Обедали в лагере. Гауптфельдфебель Вебер вовремя подсказал ротному, что время есть, а вот случая покормить людей горячим может и не быть. Только во второй половине дня пятая рота покинула лагерь и покатила по шоссе в сторону Демблина.
После моста через Пилицу гауптман решил срезать путь по грунтовке. Карта говорила, что всего через десять километров будет хорошая асфальтовая дорога. Земля сухая, машины повышенной проходимости, проблем с грунтовкой не ожидается.
Солдаты в грузовиках сдержанно ругались. Жесткая подвеска и обтянутые эрзац-кожей алюминиевые сиденья в кузове превращали поездку в сущую пытку. Даже дубовые солдатские задницы не выдерживали такого издевательства. Приходилось иногда привставать, судорожно хватаясь за дуги тента, не считаясь с риском вылететь из машины кувырком на первой же выбоине, и разминать затекшую поясницу.
– Когда мы спускались с трассы, я видел деревеньку, – мечтательно закатил глаза Отто Форст. – Чистый деревенский воздух, парное молоко, теплый ароматный вкусный хлеб, запеченная в дровяной печи курочка, свиной окорок.
– Заткни хавальник, подштанники видно! – грубо прервал стенания товарища начисто лишенный сострадания к ближнему Хорст Тохольте.
Старший солдат Форст поднял на унтер-фельдфебеля полный муки взгляд больших зеленых глаз.
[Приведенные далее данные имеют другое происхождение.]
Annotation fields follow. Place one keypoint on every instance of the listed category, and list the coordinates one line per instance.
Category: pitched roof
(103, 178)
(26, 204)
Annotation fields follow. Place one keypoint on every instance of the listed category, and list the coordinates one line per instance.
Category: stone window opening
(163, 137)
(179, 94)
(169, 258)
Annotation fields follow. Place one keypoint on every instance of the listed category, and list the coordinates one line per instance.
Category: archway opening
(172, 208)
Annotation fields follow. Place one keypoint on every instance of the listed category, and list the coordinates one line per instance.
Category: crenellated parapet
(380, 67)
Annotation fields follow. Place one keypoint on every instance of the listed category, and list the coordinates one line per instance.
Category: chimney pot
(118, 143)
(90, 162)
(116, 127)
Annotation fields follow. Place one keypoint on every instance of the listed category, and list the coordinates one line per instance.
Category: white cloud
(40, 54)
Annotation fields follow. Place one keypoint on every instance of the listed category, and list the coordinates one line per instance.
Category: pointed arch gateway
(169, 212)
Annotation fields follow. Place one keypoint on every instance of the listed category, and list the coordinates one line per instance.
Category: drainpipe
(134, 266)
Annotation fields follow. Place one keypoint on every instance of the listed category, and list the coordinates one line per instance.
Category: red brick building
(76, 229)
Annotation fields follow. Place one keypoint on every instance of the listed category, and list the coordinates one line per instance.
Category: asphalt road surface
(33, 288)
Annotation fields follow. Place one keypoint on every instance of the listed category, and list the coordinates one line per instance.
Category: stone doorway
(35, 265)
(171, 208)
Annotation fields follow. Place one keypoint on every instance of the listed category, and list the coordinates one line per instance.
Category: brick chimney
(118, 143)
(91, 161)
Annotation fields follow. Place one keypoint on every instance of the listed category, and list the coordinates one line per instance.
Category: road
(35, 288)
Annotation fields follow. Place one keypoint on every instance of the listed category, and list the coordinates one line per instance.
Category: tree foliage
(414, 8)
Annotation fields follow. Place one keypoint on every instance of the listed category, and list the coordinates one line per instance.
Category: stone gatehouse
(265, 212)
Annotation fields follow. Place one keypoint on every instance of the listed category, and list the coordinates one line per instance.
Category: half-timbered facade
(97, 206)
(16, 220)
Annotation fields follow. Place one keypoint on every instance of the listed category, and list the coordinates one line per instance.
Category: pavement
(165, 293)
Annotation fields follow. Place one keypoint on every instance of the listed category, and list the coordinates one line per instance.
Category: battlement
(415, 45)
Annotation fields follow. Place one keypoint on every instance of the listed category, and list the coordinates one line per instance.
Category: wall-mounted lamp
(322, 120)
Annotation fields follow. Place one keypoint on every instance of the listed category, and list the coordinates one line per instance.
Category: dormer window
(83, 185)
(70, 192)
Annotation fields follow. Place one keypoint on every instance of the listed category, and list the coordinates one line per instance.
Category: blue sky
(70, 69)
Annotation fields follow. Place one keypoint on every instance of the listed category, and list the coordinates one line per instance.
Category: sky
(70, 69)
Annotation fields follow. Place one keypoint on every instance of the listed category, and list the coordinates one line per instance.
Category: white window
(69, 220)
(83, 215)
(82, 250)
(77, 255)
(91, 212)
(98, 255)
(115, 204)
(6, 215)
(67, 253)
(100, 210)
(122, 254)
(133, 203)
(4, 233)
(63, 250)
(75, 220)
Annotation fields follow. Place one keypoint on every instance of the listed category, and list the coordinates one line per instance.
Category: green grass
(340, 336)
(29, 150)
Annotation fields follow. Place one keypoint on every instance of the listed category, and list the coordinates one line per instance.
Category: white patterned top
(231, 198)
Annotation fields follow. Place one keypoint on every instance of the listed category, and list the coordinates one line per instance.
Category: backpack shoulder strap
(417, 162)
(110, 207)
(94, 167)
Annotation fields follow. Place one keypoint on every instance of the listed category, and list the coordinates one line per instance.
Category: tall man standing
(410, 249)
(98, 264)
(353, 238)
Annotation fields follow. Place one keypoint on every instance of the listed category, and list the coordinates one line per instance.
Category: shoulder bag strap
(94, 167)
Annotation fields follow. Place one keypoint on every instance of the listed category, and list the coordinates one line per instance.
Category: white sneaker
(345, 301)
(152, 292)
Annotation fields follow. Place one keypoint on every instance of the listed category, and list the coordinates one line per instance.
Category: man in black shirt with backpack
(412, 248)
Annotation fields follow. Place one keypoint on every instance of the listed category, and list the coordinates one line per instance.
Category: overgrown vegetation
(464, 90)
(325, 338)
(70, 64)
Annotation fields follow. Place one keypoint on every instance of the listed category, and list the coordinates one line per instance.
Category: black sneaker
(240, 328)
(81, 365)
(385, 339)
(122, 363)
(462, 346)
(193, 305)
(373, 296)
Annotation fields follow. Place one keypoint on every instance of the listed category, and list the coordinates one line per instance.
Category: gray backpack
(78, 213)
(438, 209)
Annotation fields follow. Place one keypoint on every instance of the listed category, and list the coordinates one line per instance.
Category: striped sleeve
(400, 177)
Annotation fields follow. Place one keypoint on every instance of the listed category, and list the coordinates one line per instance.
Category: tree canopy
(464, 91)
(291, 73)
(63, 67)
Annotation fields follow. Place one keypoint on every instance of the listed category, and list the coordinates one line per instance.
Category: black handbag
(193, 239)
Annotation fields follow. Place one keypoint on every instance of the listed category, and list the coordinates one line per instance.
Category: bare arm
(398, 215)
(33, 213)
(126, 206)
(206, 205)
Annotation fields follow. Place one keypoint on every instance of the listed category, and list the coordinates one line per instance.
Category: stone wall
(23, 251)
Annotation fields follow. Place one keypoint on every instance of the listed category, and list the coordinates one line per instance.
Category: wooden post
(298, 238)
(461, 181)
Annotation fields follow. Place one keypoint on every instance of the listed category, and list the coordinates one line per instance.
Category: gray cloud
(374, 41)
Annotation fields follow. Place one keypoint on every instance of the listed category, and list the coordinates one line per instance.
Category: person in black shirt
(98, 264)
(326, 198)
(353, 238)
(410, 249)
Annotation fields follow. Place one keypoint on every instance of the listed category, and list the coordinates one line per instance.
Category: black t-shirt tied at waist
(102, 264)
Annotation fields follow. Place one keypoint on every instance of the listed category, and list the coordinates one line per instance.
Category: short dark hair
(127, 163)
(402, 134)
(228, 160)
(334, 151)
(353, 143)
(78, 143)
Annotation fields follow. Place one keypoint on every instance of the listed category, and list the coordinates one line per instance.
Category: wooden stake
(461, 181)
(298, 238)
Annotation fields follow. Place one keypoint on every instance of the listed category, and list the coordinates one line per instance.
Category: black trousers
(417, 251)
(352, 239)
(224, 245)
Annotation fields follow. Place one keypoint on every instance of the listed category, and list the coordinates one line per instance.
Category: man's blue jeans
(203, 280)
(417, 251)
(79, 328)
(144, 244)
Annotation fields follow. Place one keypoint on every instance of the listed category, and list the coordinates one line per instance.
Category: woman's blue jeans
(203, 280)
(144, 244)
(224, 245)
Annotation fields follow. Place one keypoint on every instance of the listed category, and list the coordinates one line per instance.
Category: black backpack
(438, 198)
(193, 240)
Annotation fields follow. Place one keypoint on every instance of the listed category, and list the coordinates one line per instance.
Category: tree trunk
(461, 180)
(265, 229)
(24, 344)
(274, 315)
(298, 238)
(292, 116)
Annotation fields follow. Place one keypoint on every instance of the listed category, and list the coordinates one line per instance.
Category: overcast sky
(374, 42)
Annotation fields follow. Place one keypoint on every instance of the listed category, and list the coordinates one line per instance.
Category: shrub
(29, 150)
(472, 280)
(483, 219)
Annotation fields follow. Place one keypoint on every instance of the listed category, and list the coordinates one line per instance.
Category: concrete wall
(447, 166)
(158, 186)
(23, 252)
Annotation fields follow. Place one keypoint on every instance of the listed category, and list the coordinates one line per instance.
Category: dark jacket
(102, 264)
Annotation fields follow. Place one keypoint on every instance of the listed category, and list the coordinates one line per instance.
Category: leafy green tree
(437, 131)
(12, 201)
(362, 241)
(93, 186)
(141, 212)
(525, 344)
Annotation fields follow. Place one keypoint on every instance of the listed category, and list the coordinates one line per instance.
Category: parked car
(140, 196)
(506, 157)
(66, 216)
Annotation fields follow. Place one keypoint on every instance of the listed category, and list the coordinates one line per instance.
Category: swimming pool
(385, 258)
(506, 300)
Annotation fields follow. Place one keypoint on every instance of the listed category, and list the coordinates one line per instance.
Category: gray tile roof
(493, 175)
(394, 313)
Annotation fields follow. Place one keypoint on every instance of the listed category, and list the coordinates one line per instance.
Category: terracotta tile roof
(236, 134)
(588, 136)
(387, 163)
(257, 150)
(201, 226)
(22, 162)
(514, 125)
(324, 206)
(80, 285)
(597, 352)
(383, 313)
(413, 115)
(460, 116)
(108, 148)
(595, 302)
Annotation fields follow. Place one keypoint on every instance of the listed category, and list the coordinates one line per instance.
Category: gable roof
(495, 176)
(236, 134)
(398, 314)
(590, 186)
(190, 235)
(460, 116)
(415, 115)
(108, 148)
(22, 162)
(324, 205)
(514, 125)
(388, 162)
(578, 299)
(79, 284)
Ребята уже приготовились к очередной шуточке камрада, но тут вмешалось провидение. Воздух наполнил знакомый свист. Ефрейтор Киршбаум, падая на дно кузова, успел заметить свежую строчку пулевых пробоин на тенте. Стрекотание пулемета они и не слышали, мешал шум двигателя машины.
Тяжелый «блитц» сбавил ход. Первым через задний борт перемахнул унтер-фельдфебель Тохольте. За ним посыпались остальные бойцы. Рудольф приземлился на ноги, перекатился, как учили, не выпуская из рук штурмовую винтовку, и, вскочив на ноги, рванулся к придорожным кустам.
Со всех сторон гремели выстрелы, доносились вопли, проклятия, ревели моторы. Не добежав до кустов, ефрейтор бухнулся в придорожную канаву. Вовремя – над головой просвистела автоматная очередь. Где-то рядом грохнула граната.
Приподнять голову и оглядеться. Все не так плохо, как показалось. Пулеметчик слишком высоко взял прицел, и очереди прошли над головами солдат. Второй бой за день. Рудольфа обуяла ярость. Это что такое?! Кто осмелился стрелять в немцев?! Убью!!!
Вскакивая на ноги, ефрейтор полоснул очередью по штабелю бревен, из-за которого били короткими экономными очередями. Взор Рудольфа застилала багровая пелена. Два шага вперед, прыжок в сторону, еще одна очередь. Сбоку выскакивает Отто Форст и палит из штурмгевера по укрытию, еще трое ребят обходят штабель сбоку.
– Вперед!!! – рычит Киршбаум и прыгает прямо под бьющий в лицо огонь.
Нервы противника не выдерживают. Бандит выскакивает из-за своего укрытия и пытается бежать. Поздно. Пули штурмгеверов рвут ему спину. Прицельный огонь в упор, тут даже слепой не промахнется.
Пока ребята разбирались с одним стрелком, пальба вдоль автоколонны стихла. Из леса еще доносится треск веток и топот тяжелых солдатских ботинок. Со стороны дороги слышны резкие свистки унтер-офицеров. Один короткий и два длинных свистка – команда не разбредаться, подтягиваться к машинам.